When a rock crystallizes from melt (magma or lava), it is an igneous rock. This rock can be weathered and eroded, then redeposited and lithified into a sedimentary rock. It can then be turned into a metamorphic rock by heat and pressure that change its mineral content, resulting in a characteristic fabric. All three types may melt again, and when this happens, new magma is formed, from which an igneous rock may once more crystallize.
To study all three types of rock, geologists evaluate the minerals of which they are composed. Each mineral has distinct physical properties, and there are many tests to determine each of them. The specimens can be tested for:
- Luster: Measurement of the amount of light reflected from the surface. Luster is broken into metallic and nonmetallic.
- Color: Minerals are grouped by their color. Mostly diagnostic but impurities can change a mineral’s color.

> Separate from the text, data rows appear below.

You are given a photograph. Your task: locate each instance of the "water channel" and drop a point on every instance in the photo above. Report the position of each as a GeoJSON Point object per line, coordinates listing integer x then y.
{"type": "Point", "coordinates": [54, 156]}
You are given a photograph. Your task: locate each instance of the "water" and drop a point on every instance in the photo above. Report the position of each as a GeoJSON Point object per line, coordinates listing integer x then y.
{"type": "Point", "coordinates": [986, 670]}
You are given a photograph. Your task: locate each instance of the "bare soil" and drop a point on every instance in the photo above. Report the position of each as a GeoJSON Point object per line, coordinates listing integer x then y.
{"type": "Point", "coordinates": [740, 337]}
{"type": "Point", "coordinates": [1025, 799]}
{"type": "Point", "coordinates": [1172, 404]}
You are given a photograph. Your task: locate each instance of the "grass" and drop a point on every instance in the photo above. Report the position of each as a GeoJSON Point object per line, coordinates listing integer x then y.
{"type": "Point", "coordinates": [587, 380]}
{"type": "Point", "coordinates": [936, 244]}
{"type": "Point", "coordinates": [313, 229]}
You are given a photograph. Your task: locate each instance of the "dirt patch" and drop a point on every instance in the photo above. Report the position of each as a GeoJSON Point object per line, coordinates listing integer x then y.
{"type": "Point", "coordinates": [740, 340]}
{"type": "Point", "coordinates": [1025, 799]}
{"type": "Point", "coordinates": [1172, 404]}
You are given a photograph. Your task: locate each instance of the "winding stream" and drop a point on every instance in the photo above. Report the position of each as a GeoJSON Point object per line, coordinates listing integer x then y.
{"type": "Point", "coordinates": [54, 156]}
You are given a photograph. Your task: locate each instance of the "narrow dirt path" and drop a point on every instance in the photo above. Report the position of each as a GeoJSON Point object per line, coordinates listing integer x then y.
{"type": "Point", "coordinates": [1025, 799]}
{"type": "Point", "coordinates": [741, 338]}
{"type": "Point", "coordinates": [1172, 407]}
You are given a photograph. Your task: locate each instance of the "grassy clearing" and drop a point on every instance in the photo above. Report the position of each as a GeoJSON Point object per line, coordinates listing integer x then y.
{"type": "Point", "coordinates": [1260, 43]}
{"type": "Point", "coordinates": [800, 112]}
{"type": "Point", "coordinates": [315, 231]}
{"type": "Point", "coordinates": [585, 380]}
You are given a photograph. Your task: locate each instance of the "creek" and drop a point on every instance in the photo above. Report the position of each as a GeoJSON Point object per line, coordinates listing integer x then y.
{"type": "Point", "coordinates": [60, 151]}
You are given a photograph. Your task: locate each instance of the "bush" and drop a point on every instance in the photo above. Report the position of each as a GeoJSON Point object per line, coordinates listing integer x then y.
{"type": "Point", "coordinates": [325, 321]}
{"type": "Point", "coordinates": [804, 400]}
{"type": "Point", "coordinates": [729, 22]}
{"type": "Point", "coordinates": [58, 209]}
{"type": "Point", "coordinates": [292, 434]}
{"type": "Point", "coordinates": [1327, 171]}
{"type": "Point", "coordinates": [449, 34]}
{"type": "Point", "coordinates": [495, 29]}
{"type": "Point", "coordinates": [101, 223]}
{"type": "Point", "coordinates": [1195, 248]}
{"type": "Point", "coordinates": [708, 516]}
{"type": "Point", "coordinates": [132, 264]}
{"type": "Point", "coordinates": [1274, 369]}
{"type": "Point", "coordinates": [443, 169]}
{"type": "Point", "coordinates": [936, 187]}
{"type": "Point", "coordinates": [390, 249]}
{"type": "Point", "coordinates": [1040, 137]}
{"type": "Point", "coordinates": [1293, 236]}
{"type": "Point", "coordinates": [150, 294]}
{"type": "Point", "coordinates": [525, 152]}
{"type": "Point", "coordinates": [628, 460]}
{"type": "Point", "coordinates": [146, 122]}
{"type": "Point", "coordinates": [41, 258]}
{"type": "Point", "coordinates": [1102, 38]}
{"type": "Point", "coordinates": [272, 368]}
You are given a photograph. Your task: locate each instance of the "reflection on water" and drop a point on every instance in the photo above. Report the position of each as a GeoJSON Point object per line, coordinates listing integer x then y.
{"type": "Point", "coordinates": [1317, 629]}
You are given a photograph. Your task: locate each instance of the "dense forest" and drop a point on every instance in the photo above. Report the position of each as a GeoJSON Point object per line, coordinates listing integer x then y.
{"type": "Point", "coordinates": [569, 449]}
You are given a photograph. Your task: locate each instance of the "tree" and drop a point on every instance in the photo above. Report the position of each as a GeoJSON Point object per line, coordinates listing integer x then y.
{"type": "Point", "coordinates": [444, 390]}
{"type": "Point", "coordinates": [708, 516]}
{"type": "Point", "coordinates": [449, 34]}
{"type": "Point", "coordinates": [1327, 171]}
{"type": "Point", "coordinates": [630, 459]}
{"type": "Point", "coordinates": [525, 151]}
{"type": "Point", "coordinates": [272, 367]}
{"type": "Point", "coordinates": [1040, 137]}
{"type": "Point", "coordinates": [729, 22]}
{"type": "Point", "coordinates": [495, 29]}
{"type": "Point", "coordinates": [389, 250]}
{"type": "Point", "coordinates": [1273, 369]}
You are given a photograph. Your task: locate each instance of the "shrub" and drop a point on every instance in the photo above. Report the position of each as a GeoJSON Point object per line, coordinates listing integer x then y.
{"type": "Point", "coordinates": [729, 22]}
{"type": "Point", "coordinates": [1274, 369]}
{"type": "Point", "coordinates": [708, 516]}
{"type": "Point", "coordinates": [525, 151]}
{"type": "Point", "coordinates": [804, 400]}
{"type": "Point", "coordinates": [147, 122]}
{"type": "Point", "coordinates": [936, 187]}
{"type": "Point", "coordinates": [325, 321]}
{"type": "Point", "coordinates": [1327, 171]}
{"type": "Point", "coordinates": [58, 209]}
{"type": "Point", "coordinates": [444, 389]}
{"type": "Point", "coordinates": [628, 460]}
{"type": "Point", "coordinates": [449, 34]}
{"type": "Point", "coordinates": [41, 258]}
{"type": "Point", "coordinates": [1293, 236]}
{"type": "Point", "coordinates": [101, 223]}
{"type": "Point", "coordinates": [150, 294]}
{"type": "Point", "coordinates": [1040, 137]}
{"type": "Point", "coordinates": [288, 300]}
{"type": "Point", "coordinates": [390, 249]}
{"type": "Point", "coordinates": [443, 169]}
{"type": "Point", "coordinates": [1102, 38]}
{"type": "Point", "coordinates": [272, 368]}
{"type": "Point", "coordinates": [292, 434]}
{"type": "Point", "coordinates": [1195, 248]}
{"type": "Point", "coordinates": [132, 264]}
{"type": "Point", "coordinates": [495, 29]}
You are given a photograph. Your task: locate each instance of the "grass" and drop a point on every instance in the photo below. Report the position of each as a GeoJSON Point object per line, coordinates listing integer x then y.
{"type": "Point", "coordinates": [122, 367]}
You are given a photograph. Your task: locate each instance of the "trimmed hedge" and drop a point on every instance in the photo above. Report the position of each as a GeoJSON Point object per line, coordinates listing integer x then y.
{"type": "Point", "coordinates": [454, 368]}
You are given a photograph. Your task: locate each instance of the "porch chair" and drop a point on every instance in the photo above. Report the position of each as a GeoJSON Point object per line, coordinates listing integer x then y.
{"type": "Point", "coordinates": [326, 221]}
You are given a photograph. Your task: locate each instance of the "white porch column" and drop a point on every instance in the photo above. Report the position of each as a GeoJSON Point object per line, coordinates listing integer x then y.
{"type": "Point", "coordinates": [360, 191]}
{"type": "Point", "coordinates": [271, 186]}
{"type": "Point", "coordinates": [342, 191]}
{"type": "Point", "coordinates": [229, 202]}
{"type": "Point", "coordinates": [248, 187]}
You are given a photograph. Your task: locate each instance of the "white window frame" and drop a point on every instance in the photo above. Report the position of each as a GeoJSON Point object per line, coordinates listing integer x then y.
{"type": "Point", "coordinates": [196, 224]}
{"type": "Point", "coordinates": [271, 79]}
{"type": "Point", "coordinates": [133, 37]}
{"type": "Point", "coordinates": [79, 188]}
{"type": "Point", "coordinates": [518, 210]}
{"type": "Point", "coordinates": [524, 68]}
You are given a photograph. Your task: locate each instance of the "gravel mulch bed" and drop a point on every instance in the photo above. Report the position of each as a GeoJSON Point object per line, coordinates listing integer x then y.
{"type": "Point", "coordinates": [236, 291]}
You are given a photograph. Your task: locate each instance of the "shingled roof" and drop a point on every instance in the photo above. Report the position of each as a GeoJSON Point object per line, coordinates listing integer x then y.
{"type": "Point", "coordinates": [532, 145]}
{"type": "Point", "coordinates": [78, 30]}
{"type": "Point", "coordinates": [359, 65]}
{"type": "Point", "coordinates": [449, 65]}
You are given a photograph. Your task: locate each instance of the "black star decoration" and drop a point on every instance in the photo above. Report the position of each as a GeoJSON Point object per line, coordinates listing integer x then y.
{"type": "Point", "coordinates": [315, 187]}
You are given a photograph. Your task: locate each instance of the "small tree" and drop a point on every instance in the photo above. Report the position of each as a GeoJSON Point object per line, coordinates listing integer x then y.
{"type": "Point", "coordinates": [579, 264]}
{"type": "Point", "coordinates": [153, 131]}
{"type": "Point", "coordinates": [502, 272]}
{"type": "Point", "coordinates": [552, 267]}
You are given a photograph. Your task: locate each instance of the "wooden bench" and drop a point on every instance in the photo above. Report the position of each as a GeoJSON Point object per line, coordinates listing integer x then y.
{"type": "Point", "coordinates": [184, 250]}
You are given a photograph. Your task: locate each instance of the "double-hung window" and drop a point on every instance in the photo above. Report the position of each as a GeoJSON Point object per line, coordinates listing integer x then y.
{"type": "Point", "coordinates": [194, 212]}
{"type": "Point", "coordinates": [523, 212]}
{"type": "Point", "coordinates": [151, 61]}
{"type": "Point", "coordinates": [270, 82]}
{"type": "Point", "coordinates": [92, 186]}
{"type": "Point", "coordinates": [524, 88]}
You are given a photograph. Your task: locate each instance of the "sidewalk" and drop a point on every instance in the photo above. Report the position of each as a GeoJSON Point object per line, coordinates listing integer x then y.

- Streak: Performed by scratching the sample on a porcelain plate. The color of the streak can help name the mineral.
- Hardness: The resistance of a mineral to scratch.
- Breakage pattern: A mineral can either show fracture or cleavage, the former being breakage of uneven surfaces and the latter a breakage along closely spaced parallel planes.
- Specific gravity: the weight of a specific volume of a mineral.
- Effervescence: Involves dripping hydrochloric acid on the mineral to test for fizzing.
- Magnetism: Involves using a magnet to test for magnetism.
- Taste: Minerals can have a distinctive taste, like halite (which tastes like table salt).
- Smell: Minerals can have a distinctive odor. For example, sulfur smells like rotten eggs.
Geologists also study unlithified materials (referred to as drift), which typically come from more recent deposits. These materials are superficial deposits that lie above the bedrock. This study is often known as Quaternary geology, after the Quaternary period of geologic history.